Chang K H, Yi J G, Han M H, Kim I O
Department of Diagnostic Radiology, Seoul National University College of Medicine, Korea.
J Korean Med Sci. 1990 Jun;5(2):85-90. doi: 10.3346/jkms.1990.5.2.85.
The brain MR images of 23 patients with angiographically proved moyamoya disease were reviewed to evaluate the capability of MR to demonstrate vascular and parenchymal abnormalities. All the MR images were obtained on a 2.0 T superconducting system and included T1-weighted sagittal and T2-weighted axial images without implementation of flow compensation (FC). The vascular abnormalities demonstrated on MR images were narrowing of the cavernous internal carotid artery (ICA) (73%), narrowing or occlusion of the supraclinoid ICA (87%) and proximal middle cerebral artery (MCA) (91%), and multiple collateral vessels in the basal ganglia and/or thalamus (96%). The parenchymal abnormalities included ischemic infarctions (74%), predominantly located in watershed areas, hemorrhagic infarctions (26%), intracerebral hematomas (13%), and intraventricular hemorrhage (13%). In conclusion, MR imaging was a useful diagnostic modality for detecting both vascular and parenchymal abnormalities associated with moyamoya disease. This may obviate the need for invasive angiography as far as the diagnosis is wanted at the non-quantitative level.

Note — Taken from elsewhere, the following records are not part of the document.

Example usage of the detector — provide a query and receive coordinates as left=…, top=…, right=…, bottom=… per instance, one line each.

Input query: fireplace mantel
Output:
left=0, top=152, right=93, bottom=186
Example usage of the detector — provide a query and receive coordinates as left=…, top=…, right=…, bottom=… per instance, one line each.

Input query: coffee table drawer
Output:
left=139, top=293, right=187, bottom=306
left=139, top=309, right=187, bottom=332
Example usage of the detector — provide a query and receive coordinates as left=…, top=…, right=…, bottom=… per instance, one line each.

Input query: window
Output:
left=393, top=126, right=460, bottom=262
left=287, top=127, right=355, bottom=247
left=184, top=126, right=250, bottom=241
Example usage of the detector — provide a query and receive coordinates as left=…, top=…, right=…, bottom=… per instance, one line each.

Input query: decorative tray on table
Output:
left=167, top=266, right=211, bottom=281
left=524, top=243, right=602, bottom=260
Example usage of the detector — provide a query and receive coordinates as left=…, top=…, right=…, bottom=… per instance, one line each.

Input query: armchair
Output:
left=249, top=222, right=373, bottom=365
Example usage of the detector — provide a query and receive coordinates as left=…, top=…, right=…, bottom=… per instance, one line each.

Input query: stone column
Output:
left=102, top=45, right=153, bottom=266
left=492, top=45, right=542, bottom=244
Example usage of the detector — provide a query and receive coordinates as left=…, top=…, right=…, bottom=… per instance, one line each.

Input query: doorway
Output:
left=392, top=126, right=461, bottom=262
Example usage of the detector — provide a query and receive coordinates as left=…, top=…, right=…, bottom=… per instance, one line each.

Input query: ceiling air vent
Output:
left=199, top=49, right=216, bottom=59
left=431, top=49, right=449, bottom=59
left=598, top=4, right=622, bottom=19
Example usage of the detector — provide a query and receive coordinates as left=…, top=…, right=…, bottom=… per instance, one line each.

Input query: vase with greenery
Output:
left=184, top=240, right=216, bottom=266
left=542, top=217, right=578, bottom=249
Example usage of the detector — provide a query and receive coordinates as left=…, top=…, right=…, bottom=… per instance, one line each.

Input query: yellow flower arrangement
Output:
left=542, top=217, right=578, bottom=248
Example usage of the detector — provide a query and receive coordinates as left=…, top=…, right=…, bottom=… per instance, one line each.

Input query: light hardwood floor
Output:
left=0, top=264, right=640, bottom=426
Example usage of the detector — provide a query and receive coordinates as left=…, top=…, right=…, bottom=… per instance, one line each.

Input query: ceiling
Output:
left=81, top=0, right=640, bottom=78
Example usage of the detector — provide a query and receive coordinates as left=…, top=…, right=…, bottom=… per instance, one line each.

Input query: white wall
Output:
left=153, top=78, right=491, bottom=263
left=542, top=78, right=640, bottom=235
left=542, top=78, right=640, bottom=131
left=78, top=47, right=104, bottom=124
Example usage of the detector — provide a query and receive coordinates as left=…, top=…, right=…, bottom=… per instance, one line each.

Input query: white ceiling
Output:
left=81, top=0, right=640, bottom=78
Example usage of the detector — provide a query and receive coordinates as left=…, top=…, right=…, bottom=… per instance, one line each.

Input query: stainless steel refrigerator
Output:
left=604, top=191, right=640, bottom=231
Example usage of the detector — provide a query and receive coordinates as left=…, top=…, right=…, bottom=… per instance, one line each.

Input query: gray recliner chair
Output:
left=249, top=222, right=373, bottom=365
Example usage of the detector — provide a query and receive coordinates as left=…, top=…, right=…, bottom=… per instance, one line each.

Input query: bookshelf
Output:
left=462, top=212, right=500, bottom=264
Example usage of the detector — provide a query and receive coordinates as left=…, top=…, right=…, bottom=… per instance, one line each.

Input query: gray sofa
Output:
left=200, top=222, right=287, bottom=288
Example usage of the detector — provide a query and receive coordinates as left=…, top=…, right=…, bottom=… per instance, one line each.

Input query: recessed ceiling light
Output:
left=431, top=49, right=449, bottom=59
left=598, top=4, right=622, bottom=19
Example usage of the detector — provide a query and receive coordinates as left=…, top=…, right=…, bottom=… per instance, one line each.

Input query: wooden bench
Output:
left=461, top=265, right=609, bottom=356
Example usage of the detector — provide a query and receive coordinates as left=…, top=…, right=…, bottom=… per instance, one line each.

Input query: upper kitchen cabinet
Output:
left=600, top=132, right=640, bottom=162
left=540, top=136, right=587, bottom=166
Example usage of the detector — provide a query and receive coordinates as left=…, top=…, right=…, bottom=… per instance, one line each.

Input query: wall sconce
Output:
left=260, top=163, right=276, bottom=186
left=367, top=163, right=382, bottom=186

回顾了23例经血管造影证实为烟雾病患者的脑部磁共振成像(MR),以评估MR显示血管和实质异常的能力。所有MR图像均在2.0T超导系统上获得,包括未实施血流补偿(FC)的T1加权矢状位和T2加权轴位图像。MR图像上显示的血管异常包括海绵窦段颈内动脉(ICA)狭窄(73%)、床突上段ICA狭窄或闭塞(87%)以及大脑中动脉(MCA)近端狭窄或闭塞(91%),基底节和/或丘脑出现多条侧支血管(96%)。实质异常包括缺血性梗死(74%),主要位于分水岭区,出血性梗死(26%),脑内血肿(13%)和脑室内出血(13%)。总之,MR成像对于检测与烟雾病相关的血管和实质异常是一种有用的诊断方法。就非定量水平的诊断而言,这可能无需进行有创血管造影。